Firenze, secondo i dati, la permanenza media dei turisti, è passata dai 2,63 giorni del 2017 ai 2,71 del 2018 nel settore alberghiero, mentre ha superato le tre notti nel settore extralberghiero che include bed and breakfast, affittacamere, residence, residenze d’epoca, campeggi, etc.

Questa viene considerata una crescita importante da Palazzo Vecchio, legata in particolare a un boom del turismo nazionale con l’aumento dei pernottamenti dei turisti italiani che ha segnato un +9,3%, e in misura minore a quello degli stranieri (+2,4%).

Sempre secondo il parere dell’amministrazione comunale, il fatto che turisti rimangano a Firenze per più tempo, con un boom di italiani che scelgono il capoluogo toscano, sarebbe “il risultato delle azioni messe in campo per portare il turista a pernottare più a lungo in città, visitare nuovi luoghi di interesse e partecipare a eventi e manifestazioni: un impegno che ha portato a un 2018 di svolta secondo i dati diffusi dal Centro studi turistici”.

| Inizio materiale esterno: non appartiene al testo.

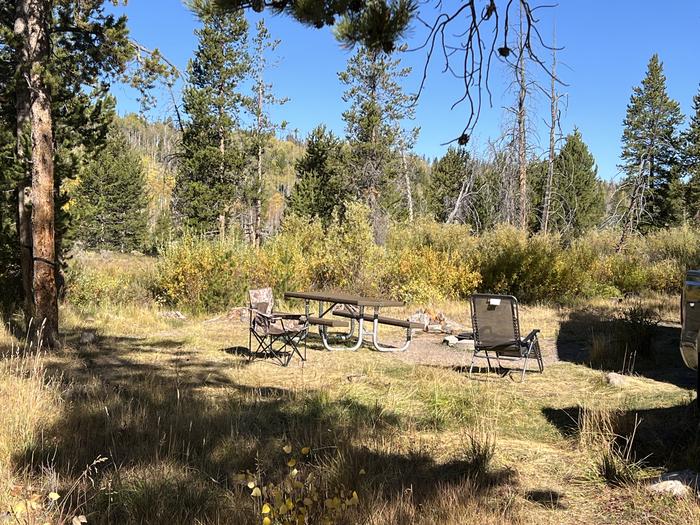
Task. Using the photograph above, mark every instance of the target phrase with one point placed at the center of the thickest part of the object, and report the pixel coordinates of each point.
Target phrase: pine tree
(63, 56)
(446, 182)
(373, 128)
(578, 201)
(263, 129)
(691, 161)
(212, 160)
(650, 140)
(111, 207)
(321, 177)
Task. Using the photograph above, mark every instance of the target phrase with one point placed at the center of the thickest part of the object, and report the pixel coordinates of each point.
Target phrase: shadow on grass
(667, 438)
(176, 428)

In valori assoluti, si è registrata una crescita sia degli arrivi (+1,3%) che delle presenze (+4,1%), arrivando a superare la quota di 10 milioni e 650mila pernottamenti. Molto positivo anche il bilancio delle festività natalizie con una percentuale di occupazione delle camere che è arrivata al 95%, per un totale di circa 460mila persone in città dall’8 dicembre 2018 al 6 gennaio 2019. Di queste, secondo le stime dell’Osservatorio turistico di destinazione del Comune di Firenze, ben 410mila hanno visto le installazioni di F-light Firenze, che hanno rappresentato un elemento di richiamo per chi ha deciso di trascorrere a Firenze le festività. Importante e significativo anche il dato relativo ai bus turistici: hanno infatti registrato una crescita maggiore i permessi dei pullman di chi pernotta a Firenze (+2%).

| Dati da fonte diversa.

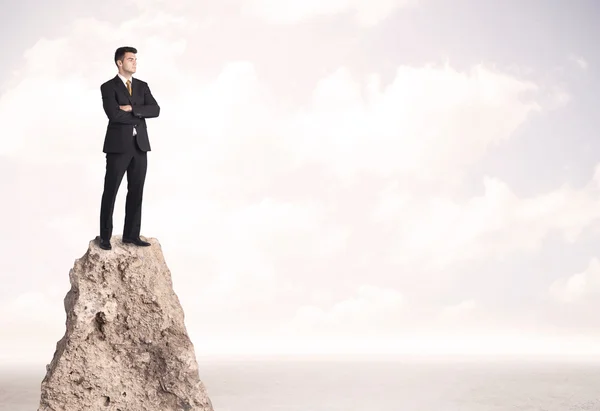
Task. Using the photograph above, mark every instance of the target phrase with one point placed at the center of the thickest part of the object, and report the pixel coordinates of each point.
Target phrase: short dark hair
(120, 53)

“I dati dimostrano che investire sul turismo di qualità paga dal punto di vista della permanenza e dei pernottamenti in città – ha detto l’assessore al Turismo Cecilia Del Re – A partire dalla  manifestazione F-Light, ad esempio, molto apprezzata da tutti e in grado di creare una bella rete tra realtà che hanno sostenuto questa manifestazione per rendere la nostra città ‘magica’ durante il periodo natalizio, con le installazioni che per la prima volta sono arrivate anche nei quartieri facendo da accompagnamento all’esplosione di luci del centro storico”.

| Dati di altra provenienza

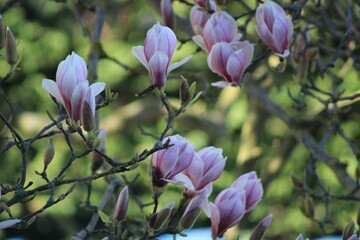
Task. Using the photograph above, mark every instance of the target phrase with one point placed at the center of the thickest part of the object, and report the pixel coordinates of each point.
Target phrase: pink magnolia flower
(155, 55)
(207, 4)
(167, 13)
(167, 163)
(230, 60)
(252, 186)
(274, 28)
(226, 211)
(206, 167)
(198, 19)
(71, 88)
(220, 27)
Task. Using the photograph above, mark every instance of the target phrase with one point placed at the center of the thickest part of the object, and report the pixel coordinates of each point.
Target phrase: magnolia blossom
(220, 27)
(206, 167)
(71, 88)
(226, 211)
(198, 19)
(252, 186)
(274, 28)
(167, 13)
(207, 4)
(230, 61)
(167, 163)
(155, 55)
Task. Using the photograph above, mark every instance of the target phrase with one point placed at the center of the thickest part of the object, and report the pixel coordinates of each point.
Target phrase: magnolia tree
(249, 46)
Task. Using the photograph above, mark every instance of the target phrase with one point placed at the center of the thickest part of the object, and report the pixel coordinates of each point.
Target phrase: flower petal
(158, 68)
(178, 64)
(138, 52)
(52, 88)
(77, 100)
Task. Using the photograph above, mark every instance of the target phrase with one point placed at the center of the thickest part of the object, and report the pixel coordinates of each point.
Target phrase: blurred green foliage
(47, 31)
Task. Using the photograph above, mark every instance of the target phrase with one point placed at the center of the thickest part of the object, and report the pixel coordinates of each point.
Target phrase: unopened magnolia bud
(184, 91)
(261, 228)
(299, 47)
(122, 205)
(311, 53)
(188, 220)
(96, 161)
(10, 47)
(2, 33)
(49, 152)
(297, 182)
(302, 69)
(87, 116)
(158, 219)
(348, 231)
(167, 13)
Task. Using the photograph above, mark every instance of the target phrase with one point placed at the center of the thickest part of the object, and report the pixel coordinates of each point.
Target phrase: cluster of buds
(8, 41)
(217, 34)
(180, 164)
(228, 57)
(73, 91)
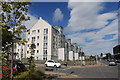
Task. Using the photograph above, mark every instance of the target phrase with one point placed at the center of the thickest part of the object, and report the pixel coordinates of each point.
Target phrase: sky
(92, 25)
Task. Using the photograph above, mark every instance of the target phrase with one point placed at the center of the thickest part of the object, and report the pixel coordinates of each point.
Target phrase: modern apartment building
(50, 43)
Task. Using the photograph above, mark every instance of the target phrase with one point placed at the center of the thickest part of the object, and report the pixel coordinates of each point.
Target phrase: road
(93, 72)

“È stato anche il primo Natale che ha visto la tramvia arrivare fino a Careggi – ha proseguito l’assessore – con un aumento dei flussi turistici verso i quartieri e le zone fuori dal centro storico. Un’ulteriore dimostrazione di come investire sulle infrastrutture faccia bene a tutta la città: la tramvia, quindi, non solo come mezzo comodo di spostamento, ma anche come mezzo per valorizzare il territorio e far sì che la ricaduta delle presenze nella nostra città vada a vantaggio anche di luoghi diversi dal centro storico. Un successo che ha riguardato anche tutti gli eventi organizzati durante il Capodanno, che hanno fatto registrare il tutto esaurito e si sono svolti in totale sicurezza grazie alla macchina organizzativa messa in campo. Firenze – ha concluso l’assessore Del Re – si conferma quindi una meta ideale per i grandi eventi”.